Now the other branch of LD’s family
The English McKnight’s, came to Philadelphia in 1762, renamed the “Knight “ family, and sons of the family didn’t leave Pennsylvania till one of them married an Illinois gal. I bet this Ewer belonged to THAT family, and here’s why:
A faint name in the base of the Ewer reads: Lebeau Porcelain. That brand began in France in 1879, but the ‘middle class porcelain’ they made was not porcelain, but stoneware finished with a white glaze to resemble French porcelain. Thus, they didn’t sell it to the high brows. It became popular with the Americans, and a branch of the business opened in Sebring, OH in late 19th early 20th century. If LD’s ewer came imported from France, I’d find it stamped Lebeau “France.” By 1892 the McKinley Tariff Act specified imported wares stamped with country of origin. The style of the ewer appears late 19th early 20th century, around the time of the decree. LD’s Ewer, exhibits French pretensions, but in fact is made of America ceramic, not French porcelain at all.
Ewer Puzzle Solved
Middle class American families around that time took advantage of the ceramic ware made locally. The late 19th early 20th century was a time of specialized objects for specialized “wants/desires” of the middle class. Companies transported breakable ceramics by hand. American middle class families tended to purchase factory seconds from factories that sold close to home. LD’s Ewer came cheap and functional, used with the basin for washing oneself before indoor plumbing. This also indicates the economic level of the owner, who, if wealthy, had indoor plumbing by 1890.

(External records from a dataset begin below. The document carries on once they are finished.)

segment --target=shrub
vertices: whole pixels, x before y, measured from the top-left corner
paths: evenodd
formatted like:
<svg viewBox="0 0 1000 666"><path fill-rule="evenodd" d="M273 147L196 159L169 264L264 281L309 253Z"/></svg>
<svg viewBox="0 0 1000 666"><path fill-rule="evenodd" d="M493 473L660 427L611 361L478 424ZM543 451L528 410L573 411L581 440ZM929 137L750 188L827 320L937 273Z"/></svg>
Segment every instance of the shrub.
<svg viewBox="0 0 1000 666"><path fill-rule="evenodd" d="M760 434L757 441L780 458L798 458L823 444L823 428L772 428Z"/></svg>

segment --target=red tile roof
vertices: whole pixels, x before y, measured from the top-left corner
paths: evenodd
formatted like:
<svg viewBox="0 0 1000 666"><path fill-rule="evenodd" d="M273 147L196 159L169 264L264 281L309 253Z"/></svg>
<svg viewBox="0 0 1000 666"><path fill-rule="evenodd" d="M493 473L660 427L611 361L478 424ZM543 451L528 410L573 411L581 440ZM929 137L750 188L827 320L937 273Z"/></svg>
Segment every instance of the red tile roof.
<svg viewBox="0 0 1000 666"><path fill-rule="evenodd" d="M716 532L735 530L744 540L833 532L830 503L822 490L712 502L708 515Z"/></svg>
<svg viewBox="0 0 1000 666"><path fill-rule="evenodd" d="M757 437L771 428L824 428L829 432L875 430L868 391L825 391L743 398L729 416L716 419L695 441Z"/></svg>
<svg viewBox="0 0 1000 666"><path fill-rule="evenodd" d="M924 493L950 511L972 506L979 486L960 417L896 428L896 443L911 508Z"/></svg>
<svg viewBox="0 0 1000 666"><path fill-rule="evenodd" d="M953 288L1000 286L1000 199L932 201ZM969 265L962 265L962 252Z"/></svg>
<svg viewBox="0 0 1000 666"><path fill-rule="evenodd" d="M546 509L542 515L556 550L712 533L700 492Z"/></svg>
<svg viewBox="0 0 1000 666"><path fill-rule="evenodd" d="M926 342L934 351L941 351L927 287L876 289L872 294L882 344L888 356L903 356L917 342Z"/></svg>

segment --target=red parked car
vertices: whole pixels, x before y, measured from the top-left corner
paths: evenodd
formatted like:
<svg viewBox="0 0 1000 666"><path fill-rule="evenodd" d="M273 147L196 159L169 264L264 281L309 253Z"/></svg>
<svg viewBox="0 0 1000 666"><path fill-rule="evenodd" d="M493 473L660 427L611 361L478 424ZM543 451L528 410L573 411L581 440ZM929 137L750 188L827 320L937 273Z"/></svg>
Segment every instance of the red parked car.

Remember I said the branch of the Knight family did not leave Pennsylvania till around 1890? Specifically, that branch formerly homesteaded in Rogersville PA, two plus hours by train or one hour to Pittsburg, where I assume Lebeau factory outlet stores were located.
Thus, I date the acquisition of the Ewer to right before the Knight branch of the family moved to marry in Illinois, accomplished by William Thomas Knight (b 1859) who married Malina Elizabeth Nichols (b 1856) in Carlyle Illinois in around 1890.
Family objects tell a story about families always, even though today we want to divest ourselves of such telling objects. They still DO have a voice to those that listen. I hope LD finds my sleuthing good enough to have solved the mystery of WHY the Ewer was treasured. Probably brought as a souvenir of the Pennsylvania area to the Midwest by DP’s great grandparents, a reminder of a time before plumbing.